So really, all you can do is look at the binary change it to "h" and match up the character?
-blitze


----------



## Shadow2531 (Apr 30, 2001)

Old thread on the discussion.

http://forums.techguy.org:80/t265195


----------



## jiml8 (Jul 3, 2005)

Here. I think this is what you are looking for.

http://www.lookuptables.com/


----------



## Blitze105 (May 28, 2005)

Yes it will thank you all for your help. I kinda taught myself something about binary, how the numbers go up from a to b to c and so forth.
-blitze


----------



## AGCurry (Jun 15, 2005)

There is the additional complication of having to know what kind of data are being represented.

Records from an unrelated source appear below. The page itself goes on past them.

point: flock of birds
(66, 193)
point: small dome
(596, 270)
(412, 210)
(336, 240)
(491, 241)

The same sequence of bits will yield different answers depending on whether the data were stored as an integer, a floating-point number, an ASCII character, etc..


----------



## freim (Jul 9, 2005)

Blitze105 said:


> My question is this, how can i find what a byte is? In better words, if i have 8 bits, how can i tell what letter, number or symbol it is?


Look up the value in the appropriate code page. Code page defines the correspondence netween binary codes and graphical character representations. Just keep in mind that for a non-latin character you must know the right code page because the same binary code may represent different national characters.


----------



## Blitze105 (May 28, 2005)

I will, thanks every one for helping!
-blitze


----------